Prescription flip-side: Guidelines for medication withdrawal

Prescription flip-side

Guidelines for medication withdrawal

March 27, 2006

Although thousands of scientific papers evaluate and compare new and established drugs each year, providing evidence to help doctors prescribe safe and effective doses, almost no studies focus on when or how to stop these medications, even late in life.

In the March 27, 2006, issue of the Archives of Internal Medicine, four University of Chicago physicians propose the first general framework for withholding or discontinuing medications, adding life expectancy, goals of care, treatment targets, and time until benefit to the usual equation of drug plusses and minuses.

"Our framework was designed to help patients and physicians decide when to stop taking even safe and effective drugs in situations that are often radically different from those where the medications were started," said geriatrician Holly Holmes, MD, instructor of medicine at the University of Chicago and lead author of the study.

"We wanted to provide a road map," she said, "that would steer people away from the prescribing cascade that is common for patients late in life and guide them past the barriers that prevent removal of treatments that may no longer be effective."

The impetus for the guidelines came from some misguided advice. The authors care for patients at a nursing home. The pharmacy that supplies the nursing home monitors physician-prescribing practices and offers suggestions. After one review, the pharmacy sent a fax pointing out that, according to accepted guidelines, two patients at the nursing home ought to be taking a statin--a cholesterol-lowering drug that can, over time, reduce the risk of heart attack.

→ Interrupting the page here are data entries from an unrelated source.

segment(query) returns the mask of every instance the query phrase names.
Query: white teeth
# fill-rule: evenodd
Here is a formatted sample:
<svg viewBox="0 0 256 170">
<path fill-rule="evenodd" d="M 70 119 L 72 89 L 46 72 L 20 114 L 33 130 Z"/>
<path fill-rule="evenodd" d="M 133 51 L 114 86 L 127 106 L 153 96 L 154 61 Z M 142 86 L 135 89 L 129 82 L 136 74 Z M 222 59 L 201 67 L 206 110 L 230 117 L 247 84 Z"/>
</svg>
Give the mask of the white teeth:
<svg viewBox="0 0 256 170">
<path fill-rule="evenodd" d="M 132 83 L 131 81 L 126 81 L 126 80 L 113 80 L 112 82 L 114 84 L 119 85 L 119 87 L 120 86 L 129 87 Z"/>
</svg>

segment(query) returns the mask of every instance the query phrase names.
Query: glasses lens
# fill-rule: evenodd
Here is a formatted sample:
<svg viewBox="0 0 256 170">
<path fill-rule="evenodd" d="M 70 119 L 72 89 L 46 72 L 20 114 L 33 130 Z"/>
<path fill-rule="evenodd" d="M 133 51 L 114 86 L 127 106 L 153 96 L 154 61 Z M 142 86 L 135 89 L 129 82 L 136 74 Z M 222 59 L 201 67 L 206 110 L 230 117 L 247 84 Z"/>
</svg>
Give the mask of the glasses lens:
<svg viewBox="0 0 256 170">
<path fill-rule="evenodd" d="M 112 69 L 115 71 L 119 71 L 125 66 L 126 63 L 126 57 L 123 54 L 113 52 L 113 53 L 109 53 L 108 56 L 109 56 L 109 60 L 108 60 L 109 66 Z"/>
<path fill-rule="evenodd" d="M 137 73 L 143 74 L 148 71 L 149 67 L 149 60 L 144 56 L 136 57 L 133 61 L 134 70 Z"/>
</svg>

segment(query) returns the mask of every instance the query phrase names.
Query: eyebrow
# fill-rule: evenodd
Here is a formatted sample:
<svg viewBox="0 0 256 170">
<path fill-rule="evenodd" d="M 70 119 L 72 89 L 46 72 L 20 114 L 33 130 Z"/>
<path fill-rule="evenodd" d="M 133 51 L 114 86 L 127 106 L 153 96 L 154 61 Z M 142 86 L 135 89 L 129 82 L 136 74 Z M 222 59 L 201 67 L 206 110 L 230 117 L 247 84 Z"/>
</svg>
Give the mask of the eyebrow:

"One of those patients was more than 100 years old, quite frail, with advanced cancer and multiple other medical problems," Holmes said. "The other one was dead. It made us wonder whether something wasn't missing from those guidelines."

There are well-tested algorithms for prescribing drugs and avoiding inappropriate medications in the elderly, but as the authors combed through them with their frail older patients in mind they noticed that none considered when medications that might have previously been appropriate should be discontinued.

"Most drug studies tell you how to treat the chart, how to treat the numbers," said co-author Caleb Alexander, MD, assistant professor of medicine and a member of the Center for Clinical Medical Ethics at the University of Chicago, "but they don't always help you treat the patient. We set out to fill some of those gaps."

One of those gaps was prognosis. Drugs with long-term benefits, such as those for high blood pressure or elevated cholesterol, provide no immediate relief, are seldom entirely without side effects and can be quite expensive, especially for the elderly who often take many different drugs. Such medications may be appropriate for a 65-year old with mild heart disease but at some point in the next 25 years patient and physician may have to overcome what the authors refer to as "clinical inertia" and rethink that initial decision.

The authors suggest four criteria for doctors considering adding--or subtracting--a drug from an elderly patient's therapeutic arsenal. First is to calculate the patient's life expectancy, based on actuarial charts and modified by the patient's current health status and history. Second is to weigh the time to benefit. Pain relief may be immediate but some preventive medications, such as a statin, may not provide any benefit for years. Third is to work with the patient and family to determine the goals of care, a shifting balance of prevention, treatment, and palliation. Fourth is to define treatment targets, such as relief of specific symptoms, that agree with the goals of care.

Even when it makes clinical sense to take patients off of a medicine, the authors note, it can be emotionally challenging. Sixty-five percent of all office visits end with the granting of a prescription. "It's often the closing moment of a caring interaction," Holmes said. "It seals the deal. It's not the same when you have to take it away."

Nonetheless, the authors say, it is necessary. "Medication discontinuation, when done right, can decrease costs, simplify prescription regimens, decrease adverse drug events and focus therapy for maximum benefit," Alexander said.

"Evidence-based medicine has changed the way physicians practice, but it seems to have had tunnel vision when it comes to withdrawing drugs," Holmes said. "The discontinuation of medications is a neglected science. It's not an area that the pharmaceutical companies are looking to fund."

Additional authors of this paper include University of Chicago geriatricians Greg Sachs, professor of medicine and section chief of geriatrics, and Deon Cox Hayley, associate professor of medicine and medical director of the Windermere Senior Health Center.